Phil war froh, dass er seine Navajo-Familie nach zwei Jahren wiedersehen konnte, es gab von beiden Seiten viel zu erzählen. Ich durfte mich über viel Gastfreundschaft und neue Bekanntschaften freuen. Im Haus herrschte durch die Anwesenheit von ca. 12 Leuten aus drei Generationen eine Dynamik, an die ich mich erst etwas gewöhnen musste. Ein gewisses Chaos sei normal, wurde mir mit einem Lächeln mitgeteilt, und jeder kommt auf seine Weise damit zurecht. Ich hab mich gleich einmal recht wohl gefühlt und besonders die Kinder, die so genannten „Little Ones“ sind mir gleich sehr ans Herz gewachsen. Die beiden Hündchen, zwei Chihuahuas, dafür umso weniger. Die haben mich nur böse angeknurrt und angekläfft, und das sollte sich bis zu unserem Abschied nicht wesentlich ändern. Was soll´s, man kann ja nicht mit allen “Four-leggeds” befreundet sein und damit kann man wohl leben.
In den folgenden Tagen sollte ich einen guten Eindruck von der Bandbreite des Lebens einer Indianerfamilie zwischen Tradition und moderner Welt bekommen. Ausflüge zur Familie ins Reservat, Holzschneiden in den Bergen, die Präsidentenwahl, Halloween, usw. – ein buntes und vieldimensionales Geschehen.
Mit Phil habe ich ein paar Trips in Indianerdörfer der verschiedenen kleineren Pueblo-Stämme (Zuni, Acoma, usw.) in der Umgebung gemacht und auch ein paar heilige Plätze besucht. Leider waren wir von der Jahreszeit her ein bisschen zu spät dran, um die vielen bunten Feste in den Pueblo-Dörfern mit verfolgen zu können. Besonders in New Mexico findet man eine große Vielfalt an Volksstämmen und Kulturen. Was mich neben der immer wieder atemberaubenden Landschaft sehr beeindruckt hat, ist das ausgefeilte und hoch entwickelte Kunsthandwerk der Indianer. Unglaublich, was man da in den Geschäften und Galerien so alles an geschmackvollen Dingen sieht, und auch unglaublich, welche Preise die aufwendigsten Stücke dabei erzielen. Auch die verschiedensten Talente in Julies Familie haben mich sehr beeindruckt. Es gibt kaum etwas Schönes, was man in den Geschäften sieht, das nicht irgendwer aus der Familie auch herstellen könnte. Julie selber war ihr Leben lang in punkto Kunsthandwerk kreativ und ist eine wahre Expertin.

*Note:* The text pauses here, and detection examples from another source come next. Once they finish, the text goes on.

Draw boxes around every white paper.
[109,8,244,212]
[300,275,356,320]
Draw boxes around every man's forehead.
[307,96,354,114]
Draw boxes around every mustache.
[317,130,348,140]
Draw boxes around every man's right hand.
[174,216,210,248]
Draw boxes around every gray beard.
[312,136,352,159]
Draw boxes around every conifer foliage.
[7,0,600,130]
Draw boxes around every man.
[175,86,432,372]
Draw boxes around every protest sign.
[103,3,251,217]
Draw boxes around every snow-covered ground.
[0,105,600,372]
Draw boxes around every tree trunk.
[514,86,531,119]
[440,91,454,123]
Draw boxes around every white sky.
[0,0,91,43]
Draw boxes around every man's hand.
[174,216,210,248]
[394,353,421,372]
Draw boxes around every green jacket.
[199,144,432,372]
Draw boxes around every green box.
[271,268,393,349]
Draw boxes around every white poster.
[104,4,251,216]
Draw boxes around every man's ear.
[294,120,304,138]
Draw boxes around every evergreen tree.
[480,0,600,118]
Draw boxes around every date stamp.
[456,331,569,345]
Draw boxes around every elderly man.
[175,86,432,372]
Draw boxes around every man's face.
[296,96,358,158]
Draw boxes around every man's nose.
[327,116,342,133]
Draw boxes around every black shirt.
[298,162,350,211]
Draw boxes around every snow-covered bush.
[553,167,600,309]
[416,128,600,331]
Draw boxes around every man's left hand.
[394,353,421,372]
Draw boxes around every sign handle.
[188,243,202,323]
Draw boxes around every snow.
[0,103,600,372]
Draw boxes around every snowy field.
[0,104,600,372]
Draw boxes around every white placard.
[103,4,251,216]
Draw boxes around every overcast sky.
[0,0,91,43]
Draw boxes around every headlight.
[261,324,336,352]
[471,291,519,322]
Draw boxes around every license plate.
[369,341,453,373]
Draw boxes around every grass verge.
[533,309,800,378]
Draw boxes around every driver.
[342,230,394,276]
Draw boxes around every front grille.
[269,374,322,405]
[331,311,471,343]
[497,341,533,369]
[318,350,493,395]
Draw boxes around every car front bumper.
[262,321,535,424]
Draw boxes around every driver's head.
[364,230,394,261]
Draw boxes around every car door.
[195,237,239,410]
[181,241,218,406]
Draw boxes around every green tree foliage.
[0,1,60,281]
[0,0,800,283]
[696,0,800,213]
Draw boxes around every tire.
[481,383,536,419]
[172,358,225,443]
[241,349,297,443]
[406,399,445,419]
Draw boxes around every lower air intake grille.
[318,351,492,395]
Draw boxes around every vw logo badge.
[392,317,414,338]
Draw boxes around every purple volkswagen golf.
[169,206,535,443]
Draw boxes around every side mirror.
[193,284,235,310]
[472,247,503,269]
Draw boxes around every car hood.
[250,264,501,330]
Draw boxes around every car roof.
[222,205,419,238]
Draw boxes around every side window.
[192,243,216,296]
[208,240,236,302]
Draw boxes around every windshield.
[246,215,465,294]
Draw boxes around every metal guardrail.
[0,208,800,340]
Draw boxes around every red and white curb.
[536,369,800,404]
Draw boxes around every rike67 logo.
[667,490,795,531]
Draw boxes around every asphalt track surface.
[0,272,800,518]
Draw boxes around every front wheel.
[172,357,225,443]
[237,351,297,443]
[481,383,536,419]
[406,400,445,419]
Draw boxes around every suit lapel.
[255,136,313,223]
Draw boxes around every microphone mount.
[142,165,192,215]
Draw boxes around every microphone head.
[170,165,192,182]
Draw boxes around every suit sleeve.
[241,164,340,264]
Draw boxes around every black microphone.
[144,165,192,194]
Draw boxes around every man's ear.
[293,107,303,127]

Ein wahrer Höhepunkt war der Besuch im Chaco Canyon, einem spirituellen Zentrum, das für viele Stämme des Südwestens eine übergeordnete Relevanz hatte und schon vor der spanischen Conquista verlassen wurde. Es wurden dort Artefakte aus weiten Teilen Amerikas gefunden, bis hin zu Papageienfedern, die klarerweise aus dem fernen Süden gebracht wurden. Besonders beeindruckend sind die Ausmaße und die Anzahl der großen Kivas, der unterirdischen Heilungsräume. Zwischen den alten Mauern dieses alten Platzes spürt man förmlich die Gegenwart des vergangenen Geschehens.
Es war besonders schön, wie mich Julie und die anderen zu einem Teil ihrer Familie gemacht haben. Und mit Familie ist bei den Indianern mehr gemeint als eine isolierte Zelle von vier bis fünf Personen, da hat man gleich ordentlich zu tun um sich die vielen neuen Namen zu merken. Man geht gleich gemeinsam durch dick und dünn und so werden auf ganz authentische Art Herzensbrücken gebaut. Julie hat mir eines Abends ihre bewegte Lebensgeschichte erzählt. Unglaublich und sehr berührend, wie sie ihren Weg mit so viel Hingabe und Kraft gegangen ist, wie sie ihre Kinder unter größten Anstrengungen mit allem Nötigen bis hin zum Universitätsabschluss versorgt hat, und wie ihr Leben in den verschiedenen kulturellen und sozialen Spannungsfeldern verlaufen ist.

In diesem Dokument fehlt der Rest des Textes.